Learning to swim—or learning any activity—sometimes gets put in a separate category by parents from the learning done in elementary school. Sometimes it’s called sports, or exercise, or physical activity, and teaching it is called “coaching” or “instruction.”
In our experience, learning physical skills has a lot more in common with “book learning” than many people appreciate, which is why we emphasize that we are a swim school and that students learn from swim teachers. We are not about rote memorization—do this, then do that—but about building understanding, buttressed by repetition.
Which is to say: At FOSS we appreciate and advocate for learning in all forms and for the school approach that is fundamental to our curriculum and way of teaching. Learning in a group with peers of similar skill AND developmental level, adapting teaching styles for different learning styles, emphasizing repetition, all of these are core to the Foss Swim School philosophy.
Introducing Little Libraries at FOSS
Speaking of book learning, it’s also why you may have noticed new book displays in the viewing areas at several of our locations. In partnership with local children’s bookstores, we are giving kids a chance to exercise their minds and imagination outside the pool while waiting with their families. These displays are or soon will be a feature at all FOSS schools.
Our partners help us curate a selection of books for a range of reading levels that will expose kids to new stories and new ideas, and maybe help them find a new interest or favorite author. Families are encouraged to explore the selection with their kids while waiting for a class to start or while waiting for siblings to finish their classes.
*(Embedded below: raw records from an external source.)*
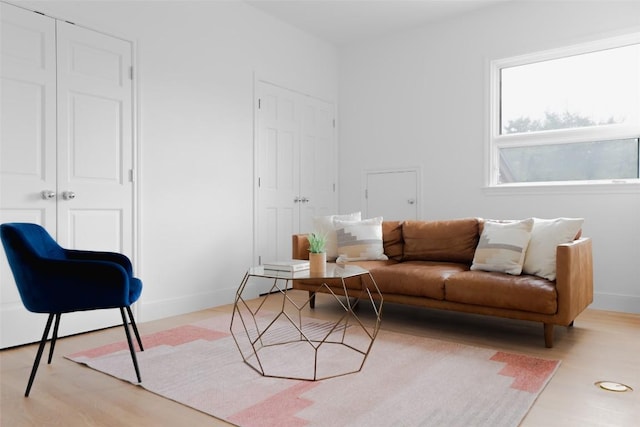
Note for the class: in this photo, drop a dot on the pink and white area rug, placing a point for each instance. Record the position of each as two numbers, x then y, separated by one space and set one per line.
405 381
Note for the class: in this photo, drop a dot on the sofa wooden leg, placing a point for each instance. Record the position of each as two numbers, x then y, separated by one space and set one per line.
312 299
548 335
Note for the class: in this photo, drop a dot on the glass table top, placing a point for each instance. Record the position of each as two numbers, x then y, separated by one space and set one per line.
332 271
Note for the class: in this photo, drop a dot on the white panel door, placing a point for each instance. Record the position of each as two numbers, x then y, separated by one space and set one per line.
318 161
278 146
27 148
94 140
95 154
392 194
67 132
296 167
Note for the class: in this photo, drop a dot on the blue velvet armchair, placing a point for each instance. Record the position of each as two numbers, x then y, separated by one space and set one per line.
55 280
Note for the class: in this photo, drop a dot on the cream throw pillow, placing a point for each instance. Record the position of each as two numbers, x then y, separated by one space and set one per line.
546 235
502 246
360 240
324 225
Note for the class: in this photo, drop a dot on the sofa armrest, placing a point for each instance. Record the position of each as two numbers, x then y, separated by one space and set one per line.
574 278
300 246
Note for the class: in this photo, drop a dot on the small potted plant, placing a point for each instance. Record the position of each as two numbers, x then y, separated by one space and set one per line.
317 253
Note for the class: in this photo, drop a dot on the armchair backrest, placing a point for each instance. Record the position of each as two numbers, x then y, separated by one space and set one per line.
25 244
27 240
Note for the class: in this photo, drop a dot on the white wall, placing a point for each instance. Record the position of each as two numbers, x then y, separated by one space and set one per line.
196 64
420 99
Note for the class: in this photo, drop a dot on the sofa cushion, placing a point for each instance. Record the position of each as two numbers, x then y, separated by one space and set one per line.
416 278
360 240
490 289
546 235
450 241
392 239
502 246
324 225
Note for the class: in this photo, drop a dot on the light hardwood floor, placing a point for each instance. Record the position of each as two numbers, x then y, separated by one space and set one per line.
601 346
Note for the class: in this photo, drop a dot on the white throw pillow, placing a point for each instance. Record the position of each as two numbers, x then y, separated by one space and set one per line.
546 235
360 240
324 225
502 246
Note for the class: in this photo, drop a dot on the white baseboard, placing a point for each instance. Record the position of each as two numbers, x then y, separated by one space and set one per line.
159 309
614 302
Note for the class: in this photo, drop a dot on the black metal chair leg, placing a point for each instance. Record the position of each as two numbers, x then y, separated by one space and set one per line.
54 338
43 341
131 349
135 328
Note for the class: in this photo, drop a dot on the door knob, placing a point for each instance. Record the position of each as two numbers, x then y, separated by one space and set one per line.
48 194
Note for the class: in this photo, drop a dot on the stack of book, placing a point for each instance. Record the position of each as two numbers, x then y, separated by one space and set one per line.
292 266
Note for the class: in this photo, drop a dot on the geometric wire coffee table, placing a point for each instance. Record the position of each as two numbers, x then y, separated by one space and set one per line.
284 344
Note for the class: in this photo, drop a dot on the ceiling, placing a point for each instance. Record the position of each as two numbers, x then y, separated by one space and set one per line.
347 21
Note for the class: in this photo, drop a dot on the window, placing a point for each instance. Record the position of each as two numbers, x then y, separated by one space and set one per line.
570 115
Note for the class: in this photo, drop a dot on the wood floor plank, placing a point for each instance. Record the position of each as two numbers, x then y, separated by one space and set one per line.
601 346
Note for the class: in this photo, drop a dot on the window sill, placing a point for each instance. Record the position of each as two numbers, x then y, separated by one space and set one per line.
612 187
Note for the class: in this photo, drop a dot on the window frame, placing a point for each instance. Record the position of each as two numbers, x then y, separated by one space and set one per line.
497 140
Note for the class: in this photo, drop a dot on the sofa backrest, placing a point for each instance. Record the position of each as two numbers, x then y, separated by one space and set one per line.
448 240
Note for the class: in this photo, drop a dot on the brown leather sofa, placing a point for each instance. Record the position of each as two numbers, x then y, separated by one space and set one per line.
429 266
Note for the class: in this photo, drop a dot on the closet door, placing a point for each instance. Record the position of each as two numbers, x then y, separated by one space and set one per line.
296 166
27 149
318 162
65 150
95 154
278 147
94 140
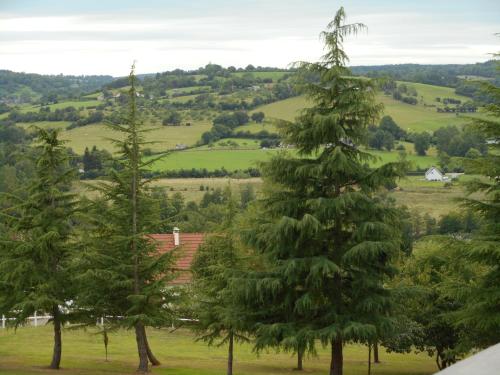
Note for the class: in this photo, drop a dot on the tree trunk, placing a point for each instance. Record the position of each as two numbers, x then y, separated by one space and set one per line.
375 353
369 359
337 363
56 356
230 354
154 361
300 356
141 348
106 342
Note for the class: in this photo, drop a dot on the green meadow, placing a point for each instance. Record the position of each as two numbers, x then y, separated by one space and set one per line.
415 118
161 137
27 351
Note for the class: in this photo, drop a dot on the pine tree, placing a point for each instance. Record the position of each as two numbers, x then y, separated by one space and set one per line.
122 276
220 318
481 314
39 245
326 239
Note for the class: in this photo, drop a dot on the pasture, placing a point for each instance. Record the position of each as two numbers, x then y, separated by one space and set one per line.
75 103
161 137
27 351
416 118
248 154
204 158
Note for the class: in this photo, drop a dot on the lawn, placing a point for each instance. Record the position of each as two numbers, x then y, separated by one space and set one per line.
28 350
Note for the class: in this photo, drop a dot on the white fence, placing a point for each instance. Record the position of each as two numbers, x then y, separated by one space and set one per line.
35 320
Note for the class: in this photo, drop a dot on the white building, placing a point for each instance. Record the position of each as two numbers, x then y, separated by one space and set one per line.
434 174
486 362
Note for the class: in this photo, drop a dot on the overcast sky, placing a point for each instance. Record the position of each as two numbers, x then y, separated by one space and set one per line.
105 36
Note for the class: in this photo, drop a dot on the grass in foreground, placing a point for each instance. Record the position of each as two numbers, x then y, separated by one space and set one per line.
27 352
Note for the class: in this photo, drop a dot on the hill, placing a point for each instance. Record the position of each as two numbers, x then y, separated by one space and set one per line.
29 87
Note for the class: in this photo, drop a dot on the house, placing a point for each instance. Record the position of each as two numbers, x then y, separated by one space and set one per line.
434 174
187 243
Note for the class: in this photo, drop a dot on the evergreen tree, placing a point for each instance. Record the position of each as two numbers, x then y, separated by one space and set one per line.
39 244
481 313
217 262
326 238
122 276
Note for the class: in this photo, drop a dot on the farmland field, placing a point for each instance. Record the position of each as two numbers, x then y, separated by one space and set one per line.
27 350
213 159
164 137
247 155
274 75
44 124
76 104
416 118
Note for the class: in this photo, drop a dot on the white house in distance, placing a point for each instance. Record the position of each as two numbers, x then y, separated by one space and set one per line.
434 174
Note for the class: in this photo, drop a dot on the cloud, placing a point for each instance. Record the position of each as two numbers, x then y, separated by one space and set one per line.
171 34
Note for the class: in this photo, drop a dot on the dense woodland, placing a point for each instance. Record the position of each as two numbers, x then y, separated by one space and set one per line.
322 257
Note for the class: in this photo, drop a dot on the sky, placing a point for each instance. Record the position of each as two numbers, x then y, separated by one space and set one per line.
106 36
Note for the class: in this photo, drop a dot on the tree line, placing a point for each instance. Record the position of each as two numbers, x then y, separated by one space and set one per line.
322 257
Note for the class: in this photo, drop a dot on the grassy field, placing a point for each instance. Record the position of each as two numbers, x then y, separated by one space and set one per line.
431 197
248 154
164 137
213 159
410 117
76 104
273 75
28 351
44 124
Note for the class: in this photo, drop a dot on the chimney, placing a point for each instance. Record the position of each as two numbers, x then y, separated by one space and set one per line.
177 241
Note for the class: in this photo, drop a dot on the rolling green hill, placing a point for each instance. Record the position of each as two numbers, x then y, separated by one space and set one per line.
415 118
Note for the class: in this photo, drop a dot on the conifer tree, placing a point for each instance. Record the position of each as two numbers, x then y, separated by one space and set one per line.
220 318
481 313
39 243
326 239
123 276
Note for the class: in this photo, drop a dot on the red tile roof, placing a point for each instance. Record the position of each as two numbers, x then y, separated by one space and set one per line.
189 244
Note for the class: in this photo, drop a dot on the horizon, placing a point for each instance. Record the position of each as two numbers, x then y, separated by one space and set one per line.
103 38
237 67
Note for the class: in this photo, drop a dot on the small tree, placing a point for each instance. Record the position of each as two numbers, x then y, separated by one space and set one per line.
39 244
121 273
217 262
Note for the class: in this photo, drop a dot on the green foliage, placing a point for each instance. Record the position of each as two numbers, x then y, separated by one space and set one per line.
220 319
480 315
389 125
422 142
121 274
424 303
39 243
326 239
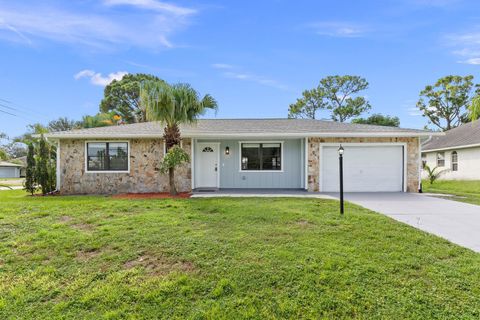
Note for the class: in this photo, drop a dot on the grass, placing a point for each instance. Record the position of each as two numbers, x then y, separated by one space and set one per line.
11 181
465 190
98 257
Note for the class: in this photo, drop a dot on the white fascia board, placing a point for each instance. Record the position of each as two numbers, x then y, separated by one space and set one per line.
249 134
453 148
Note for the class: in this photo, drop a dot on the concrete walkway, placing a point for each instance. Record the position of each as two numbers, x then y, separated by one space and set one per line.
260 193
455 221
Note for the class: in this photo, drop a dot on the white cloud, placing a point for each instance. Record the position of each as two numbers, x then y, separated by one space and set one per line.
475 61
222 66
159 6
434 3
466 45
233 72
97 78
105 30
338 29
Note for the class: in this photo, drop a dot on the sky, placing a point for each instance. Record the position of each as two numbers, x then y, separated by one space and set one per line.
254 57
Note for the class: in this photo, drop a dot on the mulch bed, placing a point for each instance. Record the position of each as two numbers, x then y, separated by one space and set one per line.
159 195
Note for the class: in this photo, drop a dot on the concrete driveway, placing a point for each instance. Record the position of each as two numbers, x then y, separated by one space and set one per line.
455 221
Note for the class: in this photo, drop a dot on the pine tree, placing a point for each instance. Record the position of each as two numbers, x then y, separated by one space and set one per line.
42 166
29 184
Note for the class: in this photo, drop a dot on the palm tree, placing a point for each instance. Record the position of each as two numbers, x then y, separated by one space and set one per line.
173 105
475 108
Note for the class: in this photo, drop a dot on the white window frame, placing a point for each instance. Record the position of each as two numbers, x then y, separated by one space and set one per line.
282 159
365 144
444 160
107 171
452 162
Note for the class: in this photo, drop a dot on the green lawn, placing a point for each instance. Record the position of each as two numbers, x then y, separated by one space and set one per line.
98 257
11 181
466 191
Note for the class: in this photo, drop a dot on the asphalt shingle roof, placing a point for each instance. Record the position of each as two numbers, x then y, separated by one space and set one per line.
212 127
464 135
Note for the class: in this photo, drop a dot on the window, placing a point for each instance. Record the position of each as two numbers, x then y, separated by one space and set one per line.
440 159
107 156
454 161
261 156
424 160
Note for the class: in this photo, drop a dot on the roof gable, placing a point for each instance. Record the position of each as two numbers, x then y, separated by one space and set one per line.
241 127
467 134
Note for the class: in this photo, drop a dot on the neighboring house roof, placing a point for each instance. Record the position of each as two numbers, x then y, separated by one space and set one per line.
242 128
9 164
464 136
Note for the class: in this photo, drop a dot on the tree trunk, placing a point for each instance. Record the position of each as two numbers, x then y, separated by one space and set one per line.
171 176
171 135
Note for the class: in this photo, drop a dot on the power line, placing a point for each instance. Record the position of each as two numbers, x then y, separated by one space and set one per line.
15 115
9 113
20 108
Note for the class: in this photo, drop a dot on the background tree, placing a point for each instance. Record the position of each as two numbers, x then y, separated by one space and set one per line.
339 94
43 167
445 103
100 120
3 152
173 105
379 119
63 124
474 108
29 184
307 106
123 97
174 158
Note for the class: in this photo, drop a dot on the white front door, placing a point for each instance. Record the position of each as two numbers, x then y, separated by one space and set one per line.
208 166
366 168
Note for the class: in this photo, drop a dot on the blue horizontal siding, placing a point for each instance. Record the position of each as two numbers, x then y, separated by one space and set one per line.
290 177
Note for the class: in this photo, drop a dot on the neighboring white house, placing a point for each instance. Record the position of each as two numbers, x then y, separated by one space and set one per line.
9 170
457 152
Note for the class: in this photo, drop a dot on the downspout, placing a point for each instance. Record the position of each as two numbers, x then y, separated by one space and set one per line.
57 169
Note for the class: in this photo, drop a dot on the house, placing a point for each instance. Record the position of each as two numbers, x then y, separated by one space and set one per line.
457 153
240 153
9 169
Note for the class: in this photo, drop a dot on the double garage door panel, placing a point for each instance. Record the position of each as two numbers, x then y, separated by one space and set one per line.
366 169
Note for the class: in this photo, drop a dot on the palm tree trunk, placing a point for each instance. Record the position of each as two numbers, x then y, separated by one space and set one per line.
171 135
171 176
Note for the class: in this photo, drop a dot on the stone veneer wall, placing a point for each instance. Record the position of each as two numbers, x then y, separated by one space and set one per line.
413 158
144 175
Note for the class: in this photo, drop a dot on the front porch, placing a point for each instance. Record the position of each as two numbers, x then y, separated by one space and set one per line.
257 192
252 164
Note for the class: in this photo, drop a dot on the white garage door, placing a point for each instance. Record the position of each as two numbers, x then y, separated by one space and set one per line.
366 168
9 172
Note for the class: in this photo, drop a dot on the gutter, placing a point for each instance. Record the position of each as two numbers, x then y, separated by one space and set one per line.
243 135
466 146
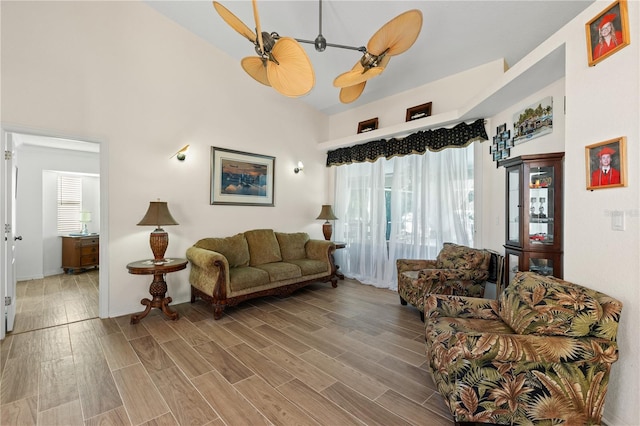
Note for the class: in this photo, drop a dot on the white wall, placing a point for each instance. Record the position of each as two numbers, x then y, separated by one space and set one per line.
603 102
144 87
446 95
39 252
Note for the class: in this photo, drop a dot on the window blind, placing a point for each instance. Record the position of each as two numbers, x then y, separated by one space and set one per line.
69 204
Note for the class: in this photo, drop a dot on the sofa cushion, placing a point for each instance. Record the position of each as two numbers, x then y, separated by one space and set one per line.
545 305
263 246
246 278
292 245
454 256
310 266
235 249
279 271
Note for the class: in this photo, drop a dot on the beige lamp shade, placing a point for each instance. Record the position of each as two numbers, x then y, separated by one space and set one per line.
158 215
327 214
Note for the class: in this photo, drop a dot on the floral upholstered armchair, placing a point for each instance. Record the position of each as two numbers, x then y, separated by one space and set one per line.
540 354
458 270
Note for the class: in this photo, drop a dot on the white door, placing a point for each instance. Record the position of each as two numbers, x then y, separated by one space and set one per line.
8 212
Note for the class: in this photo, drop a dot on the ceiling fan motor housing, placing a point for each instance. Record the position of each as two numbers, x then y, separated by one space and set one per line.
268 41
320 43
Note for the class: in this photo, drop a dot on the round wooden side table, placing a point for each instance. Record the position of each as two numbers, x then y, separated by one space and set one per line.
158 287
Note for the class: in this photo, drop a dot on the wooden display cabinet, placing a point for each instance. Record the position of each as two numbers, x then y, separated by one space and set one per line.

How Reading and Swimming are the Same
We genuinely see swimming as the same kind of fundamental skill as reading and other “school” pursuits. Some of the commonalities include:
- Skills that build: From learning letters, to sounds, to words, to ideas, to stories, reading is a continual process of building skills. Swimming is too. When we teach humming bubbles, opening eyes underwater, and paddles, those are the first words of a student’s swimming language.
- Sequencing and timing: What happens when in a story, and how it is revealed, is critical to comprehension. So is the order in which swimming skills are applied and come together to form strokes.
- Imagination and visualization: Books are seen in the mind’s eye. We use imagination as a part of our earliest lessons, of course – when our students become mermaids or dolphins – but metaphors continue to guide our lessons over the years. “Painting the ceiling” reminds students to extend their arm up in a backstroke, and “pulling water” helps them pull their hands into correct position in the crawl.
Without taking the idea too far, we genuinely believe that all forms of learning activate similar parts of the brain, and we look for ways to build on and support all the other areas in which our students are learning.